DPPEQU(l) ) DPPEQU(l)
NAME
DPPEQU - compute row and column scalings intended to equilibrate a symmetric positive definite matrix A in packed storage and reduce its
condition number (with respect to the two-norm)
SYNOPSIS
SUBROUTINE DPPEQU( UPLO, N, AP, S, SCOND, AMAX, INFO )
CHARACTER UPLO
INTEGER INFO, N
DOUBLE PRECISION AMAX, SCOND
DOUBLE PRECISION AP( * ), S( * )
PURPOSE
DPPEQU computes row and column scalings intended to equilibrate a symmetric positive definite matrix A in packed storage and reduce its
condition number (with respect to the two-norm). S contains the scale factors, S(i)=1/sqrt(A(i,i)), chosen so that the scaled matrix B with
elements B(i,j)=S(i)*A(i,j)*S(j) has ones on the diagonal. This choice of S puts the condition number of B within a factor N of the small-
est possible condition number over all possible diagonal scalings.
ARGUMENTS
UPLO (input) CHARACTER*1
= 'U': Upper triangle of A is stored;
= 'L': Lower triangle of A is stored.
N (input) INTEGER
The order of the matrix A. N >= 0.
AP (input) DOUBLE PRECISION array, dimension (N*(N+1)/2)
The upper or lower triangle of the symmetric matrix A, packed columnwise in a linear array. The j-th column of A is stored in the
array AP as follows: if UPLO = 'U', AP(i + (j-1)*j/2) = A(i,j) for 1<=i<=j; if UPLO = 'L', AP(i + (j-1)*(2n-j)/2) = A(i,j) for
j<=i<=n.
S (output) DOUBLE PRECISION array, dimension (N)

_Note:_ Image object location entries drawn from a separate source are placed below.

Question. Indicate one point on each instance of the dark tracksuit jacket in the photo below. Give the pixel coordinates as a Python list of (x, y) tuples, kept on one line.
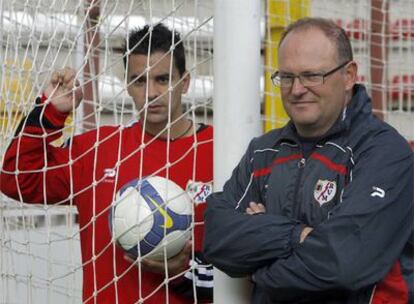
[(355, 189)]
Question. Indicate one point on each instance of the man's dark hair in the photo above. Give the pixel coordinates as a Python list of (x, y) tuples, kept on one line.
[(159, 38), (331, 30)]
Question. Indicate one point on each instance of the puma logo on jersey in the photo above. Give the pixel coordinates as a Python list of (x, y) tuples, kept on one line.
[(378, 192)]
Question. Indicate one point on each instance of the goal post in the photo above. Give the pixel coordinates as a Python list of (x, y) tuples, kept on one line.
[(236, 112)]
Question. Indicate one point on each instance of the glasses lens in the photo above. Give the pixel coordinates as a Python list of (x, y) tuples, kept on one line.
[(311, 80)]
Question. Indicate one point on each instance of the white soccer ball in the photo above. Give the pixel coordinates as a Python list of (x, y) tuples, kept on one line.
[(151, 216)]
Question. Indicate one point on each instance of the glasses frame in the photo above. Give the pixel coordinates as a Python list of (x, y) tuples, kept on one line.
[(277, 81)]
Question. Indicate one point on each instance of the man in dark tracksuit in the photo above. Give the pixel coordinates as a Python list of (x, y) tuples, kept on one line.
[(322, 210)]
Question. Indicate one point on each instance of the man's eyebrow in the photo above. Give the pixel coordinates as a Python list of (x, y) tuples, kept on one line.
[(138, 76)]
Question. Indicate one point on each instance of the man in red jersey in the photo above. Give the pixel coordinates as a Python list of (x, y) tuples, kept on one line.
[(89, 170)]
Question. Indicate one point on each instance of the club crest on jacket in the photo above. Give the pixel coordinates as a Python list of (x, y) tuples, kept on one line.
[(325, 191)]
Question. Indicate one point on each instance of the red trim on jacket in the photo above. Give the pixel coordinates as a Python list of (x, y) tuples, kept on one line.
[(341, 169), (393, 289), (277, 161)]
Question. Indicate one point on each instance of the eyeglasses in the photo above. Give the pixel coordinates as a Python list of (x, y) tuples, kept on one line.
[(285, 80)]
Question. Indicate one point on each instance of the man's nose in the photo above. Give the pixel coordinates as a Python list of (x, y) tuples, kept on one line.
[(152, 90), (297, 87)]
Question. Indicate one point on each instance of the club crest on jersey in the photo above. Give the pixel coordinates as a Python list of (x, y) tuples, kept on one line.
[(325, 191), (198, 191)]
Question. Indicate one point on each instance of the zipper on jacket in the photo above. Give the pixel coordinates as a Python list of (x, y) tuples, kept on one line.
[(301, 166)]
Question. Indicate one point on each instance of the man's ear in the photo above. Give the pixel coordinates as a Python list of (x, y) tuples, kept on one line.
[(351, 73)]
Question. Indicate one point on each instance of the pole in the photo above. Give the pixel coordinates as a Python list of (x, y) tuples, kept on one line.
[(237, 69)]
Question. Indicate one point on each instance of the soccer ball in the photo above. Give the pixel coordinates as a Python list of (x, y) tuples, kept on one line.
[(150, 217)]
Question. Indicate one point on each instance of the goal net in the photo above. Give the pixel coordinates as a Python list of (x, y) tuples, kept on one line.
[(40, 244)]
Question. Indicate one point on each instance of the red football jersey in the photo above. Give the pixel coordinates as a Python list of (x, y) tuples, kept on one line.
[(87, 172)]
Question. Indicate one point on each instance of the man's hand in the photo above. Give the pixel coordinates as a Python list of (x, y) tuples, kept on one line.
[(64, 91), (255, 208), (176, 264)]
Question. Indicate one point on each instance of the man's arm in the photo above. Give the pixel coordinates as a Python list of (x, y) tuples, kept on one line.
[(33, 170), (363, 237), (239, 243)]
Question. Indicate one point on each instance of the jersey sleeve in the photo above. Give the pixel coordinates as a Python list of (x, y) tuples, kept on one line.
[(238, 243), (34, 171)]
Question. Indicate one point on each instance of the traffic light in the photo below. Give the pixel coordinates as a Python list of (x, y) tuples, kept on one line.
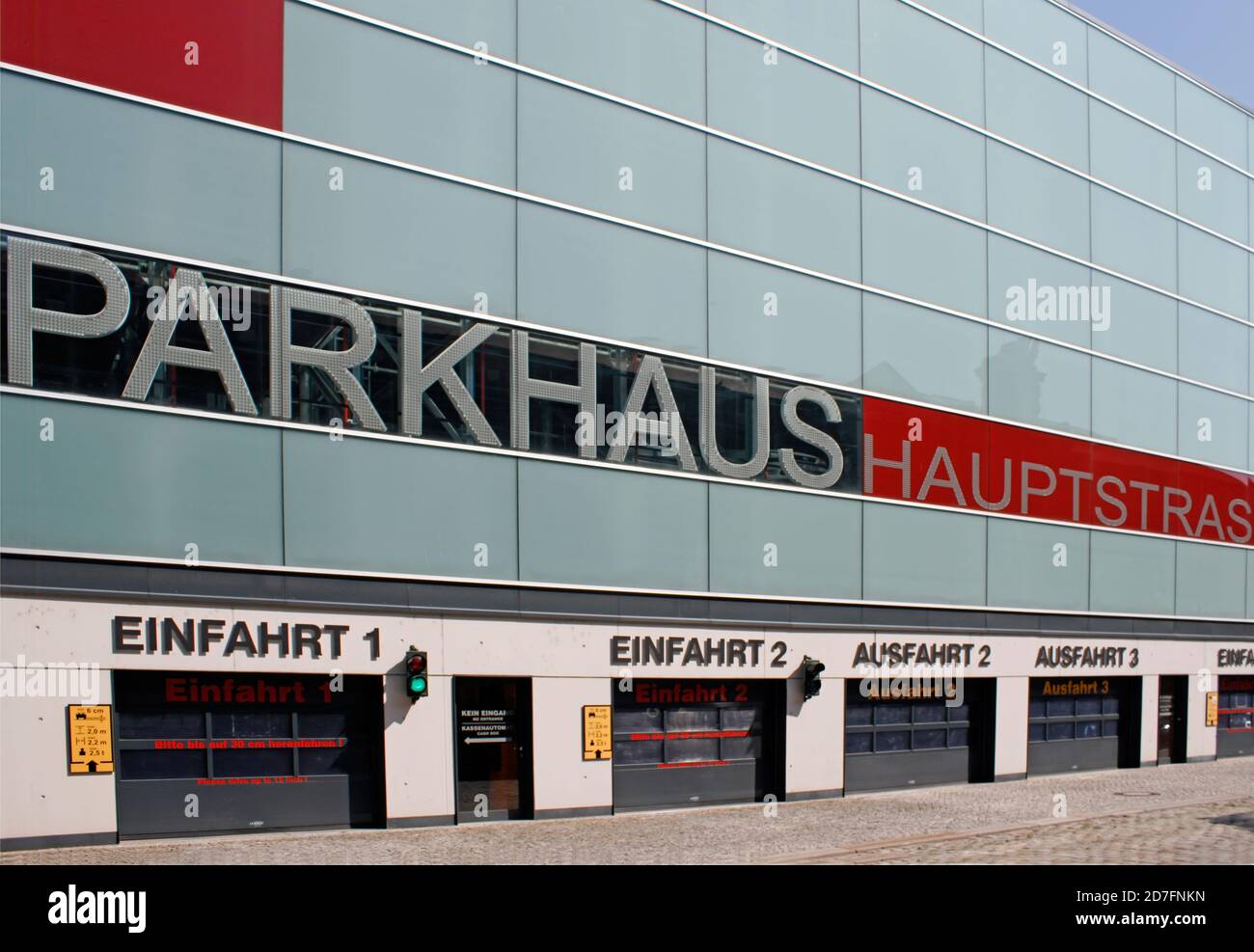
[(811, 668), (415, 673)]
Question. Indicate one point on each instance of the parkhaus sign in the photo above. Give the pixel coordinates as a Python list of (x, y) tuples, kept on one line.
[(216, 340)]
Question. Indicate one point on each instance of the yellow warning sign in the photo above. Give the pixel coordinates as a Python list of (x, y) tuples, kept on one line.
[(91, 729), (597, 733)]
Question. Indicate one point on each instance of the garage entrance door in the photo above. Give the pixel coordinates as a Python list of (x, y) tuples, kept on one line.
[(689, 743), (1236, 735), (918, 736), (230, 752), (1082, 723)]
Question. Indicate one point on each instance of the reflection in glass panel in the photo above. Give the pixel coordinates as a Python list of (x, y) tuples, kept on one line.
[(858, 742), (162, 764), (741, 748), (252, 763), (1065, 730), (162, 723), (691, 719), (893, 714), (628, 719), (684, 751), (858, 714), (929, 738), (928, 713), (1087, 729), (251, 722), (638, 751), (739, 718), (324, 723), (891, 740)]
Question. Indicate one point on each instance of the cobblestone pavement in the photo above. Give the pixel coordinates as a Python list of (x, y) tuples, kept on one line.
[(1161, 814), (1186, 835)]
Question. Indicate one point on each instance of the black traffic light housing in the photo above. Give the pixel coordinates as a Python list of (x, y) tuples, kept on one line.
[(415, 673), (810, 670)]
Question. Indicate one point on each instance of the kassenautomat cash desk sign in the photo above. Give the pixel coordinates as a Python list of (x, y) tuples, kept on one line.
[(109, 324)]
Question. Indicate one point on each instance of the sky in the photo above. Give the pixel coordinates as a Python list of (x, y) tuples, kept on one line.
[(1212, 39)]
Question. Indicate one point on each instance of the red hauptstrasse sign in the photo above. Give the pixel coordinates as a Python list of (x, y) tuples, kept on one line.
[(220, 57), (964, 462)]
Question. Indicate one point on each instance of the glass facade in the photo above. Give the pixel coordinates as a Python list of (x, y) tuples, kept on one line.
[(1064, 243)]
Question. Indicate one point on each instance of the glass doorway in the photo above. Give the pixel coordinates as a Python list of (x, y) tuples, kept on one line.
[(1173, 704), (493, 748)]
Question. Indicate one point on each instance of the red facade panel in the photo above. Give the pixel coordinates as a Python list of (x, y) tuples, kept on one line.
[(969, 463), (221, 57)]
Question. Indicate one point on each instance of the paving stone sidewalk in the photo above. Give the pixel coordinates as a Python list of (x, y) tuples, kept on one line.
[(1164, 822)]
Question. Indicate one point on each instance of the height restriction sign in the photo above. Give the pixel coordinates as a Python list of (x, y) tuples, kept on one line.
[(597, 736), (91, 729)]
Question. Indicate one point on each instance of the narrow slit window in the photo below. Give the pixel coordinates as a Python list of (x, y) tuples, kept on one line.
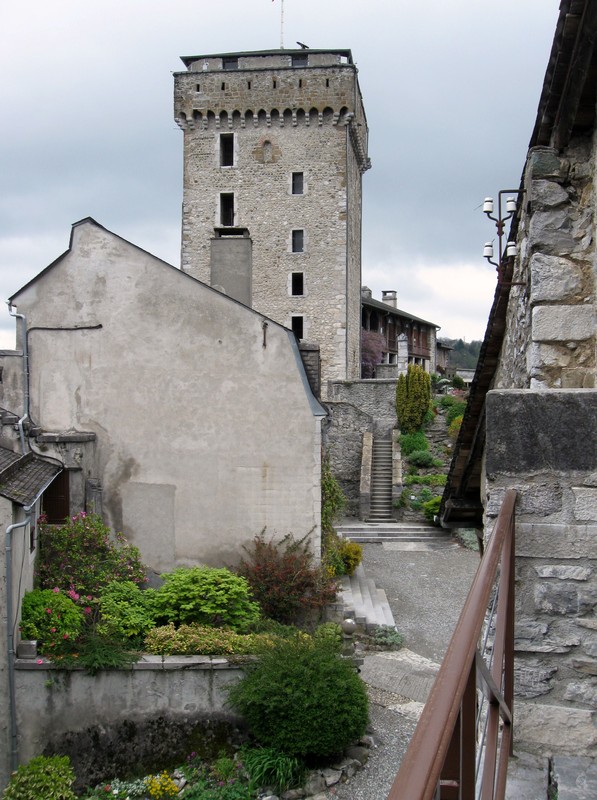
[(297, 284), (297, 183), (298, 241), (297, 324), (227, 209), (226, 149)]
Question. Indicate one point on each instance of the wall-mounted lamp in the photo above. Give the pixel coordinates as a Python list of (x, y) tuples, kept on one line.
[(509, 251)]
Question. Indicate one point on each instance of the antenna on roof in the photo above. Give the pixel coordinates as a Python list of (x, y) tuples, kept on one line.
[(281, 23)]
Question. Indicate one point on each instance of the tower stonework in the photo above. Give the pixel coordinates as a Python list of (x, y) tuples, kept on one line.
[(275, 145)]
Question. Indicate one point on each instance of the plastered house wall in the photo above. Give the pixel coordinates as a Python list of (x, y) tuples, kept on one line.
[(206, 432)]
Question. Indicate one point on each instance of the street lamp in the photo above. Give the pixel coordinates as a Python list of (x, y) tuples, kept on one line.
[(509, 251)]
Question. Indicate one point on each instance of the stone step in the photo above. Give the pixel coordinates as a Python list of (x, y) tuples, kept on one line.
[(364, 602)]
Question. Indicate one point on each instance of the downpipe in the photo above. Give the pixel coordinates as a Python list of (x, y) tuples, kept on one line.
[(26, 404)]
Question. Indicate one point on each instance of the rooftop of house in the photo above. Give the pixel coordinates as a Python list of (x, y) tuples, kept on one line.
[(23, 477)]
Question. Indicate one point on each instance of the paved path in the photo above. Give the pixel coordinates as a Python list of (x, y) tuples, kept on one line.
[(426, 585)]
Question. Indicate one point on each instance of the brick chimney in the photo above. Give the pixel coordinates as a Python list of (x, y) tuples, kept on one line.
[(389, 297)]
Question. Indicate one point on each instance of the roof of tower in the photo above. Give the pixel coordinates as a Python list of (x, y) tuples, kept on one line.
[(343, 53)]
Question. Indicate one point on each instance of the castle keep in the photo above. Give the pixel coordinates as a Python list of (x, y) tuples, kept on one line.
[(275, 144)]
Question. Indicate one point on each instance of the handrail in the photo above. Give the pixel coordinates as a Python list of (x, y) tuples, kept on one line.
[(440, 761)]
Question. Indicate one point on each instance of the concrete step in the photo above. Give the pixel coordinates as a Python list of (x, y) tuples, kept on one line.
[(364, 602)]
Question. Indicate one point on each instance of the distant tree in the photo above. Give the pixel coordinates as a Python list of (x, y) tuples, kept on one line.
[(413, 395), (372, 346)]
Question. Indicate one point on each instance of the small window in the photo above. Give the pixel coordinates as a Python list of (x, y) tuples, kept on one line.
[(297, 326), (297, 284), (297, 183), (227, 209), (226, 149), (298, 241)]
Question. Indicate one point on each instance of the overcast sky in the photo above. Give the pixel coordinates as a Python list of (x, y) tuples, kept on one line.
[(450, 87)]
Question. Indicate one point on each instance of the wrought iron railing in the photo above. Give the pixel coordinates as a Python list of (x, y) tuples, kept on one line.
[(462, 743)]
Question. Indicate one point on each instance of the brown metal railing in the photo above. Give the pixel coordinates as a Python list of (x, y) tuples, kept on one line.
[(441, 762)]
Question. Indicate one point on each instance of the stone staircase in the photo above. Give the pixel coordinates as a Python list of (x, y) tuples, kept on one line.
[(367, 533), (381, 480), (364, 602)]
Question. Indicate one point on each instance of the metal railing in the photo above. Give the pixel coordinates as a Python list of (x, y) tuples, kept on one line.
[(462, 743)]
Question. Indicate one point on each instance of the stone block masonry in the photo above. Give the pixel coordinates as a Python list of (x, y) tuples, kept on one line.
[(541, 444), (275, 145)]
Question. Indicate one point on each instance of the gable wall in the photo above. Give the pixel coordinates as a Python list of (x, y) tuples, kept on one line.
[(204, 436)]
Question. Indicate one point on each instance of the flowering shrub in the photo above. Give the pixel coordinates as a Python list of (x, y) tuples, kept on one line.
[(203, 640), (47, 777), (52, 618), (84, 555), (208, 596), (284, 579), (161, 786)]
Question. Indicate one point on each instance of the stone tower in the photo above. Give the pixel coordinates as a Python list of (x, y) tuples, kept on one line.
[(275, 144)]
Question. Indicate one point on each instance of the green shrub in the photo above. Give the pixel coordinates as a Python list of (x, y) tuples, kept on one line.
[(413, 398), (52, 618), (203, 640), (423, 459), (409, 442), (387, 637), (206, 595), (284, 579), (333, 498), (303, 699), (85, 556), (431, 508), (426, 480), (455, 410), (329, 633), (43, 778), (454, 427), (126, 612), (267, 766)]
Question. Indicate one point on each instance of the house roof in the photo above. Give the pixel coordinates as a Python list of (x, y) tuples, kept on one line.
[(566, 108), (23, 477), (397, 312)]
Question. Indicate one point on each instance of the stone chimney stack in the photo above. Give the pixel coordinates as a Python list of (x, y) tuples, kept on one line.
[(390, 297)]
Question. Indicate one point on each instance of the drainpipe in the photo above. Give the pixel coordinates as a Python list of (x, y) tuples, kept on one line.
[(25, 416), (14, 747)]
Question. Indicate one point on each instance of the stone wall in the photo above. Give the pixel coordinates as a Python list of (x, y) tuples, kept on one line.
[(543, 445), (105, 721), (550, 338), (282, 120), (343, 442)]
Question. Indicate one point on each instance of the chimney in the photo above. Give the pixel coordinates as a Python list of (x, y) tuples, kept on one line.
[(390, 298)]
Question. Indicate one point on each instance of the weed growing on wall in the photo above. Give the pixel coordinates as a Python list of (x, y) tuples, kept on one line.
[(43, 778)]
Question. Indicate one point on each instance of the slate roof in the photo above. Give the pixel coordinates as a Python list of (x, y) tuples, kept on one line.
[(22, 478)]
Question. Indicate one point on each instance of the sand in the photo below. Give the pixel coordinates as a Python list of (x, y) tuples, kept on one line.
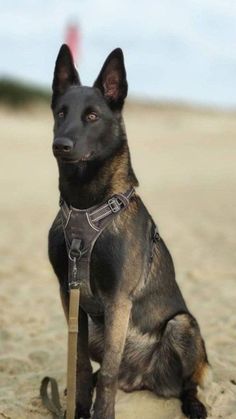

If INFO = 0, S contains the scale factors for A.
SCOND (output) DOUBLE PRECISION
If INFO = 0, S contains the ratio of the smallest S(i) to the largest S(i). If SCOND >= 0.1 and AMAX is neither too large nor too
small, it is not worth scaling by S.
AMAX (output) DOUBLE PRECISION
Absolute value of largest matrix element. If AMAX is very close to overflow or very close to underflow, the matrix should be
scaled.
INFO (output) INTEGER
= 0: successful exit
< 0: if INFO = -i, the i-th argument had an illegal value
> 0: if INFO = i, the i-th diagonal element is nonpositive.
LAPACK version 3.0 15 June 2000 DPPEQU(l)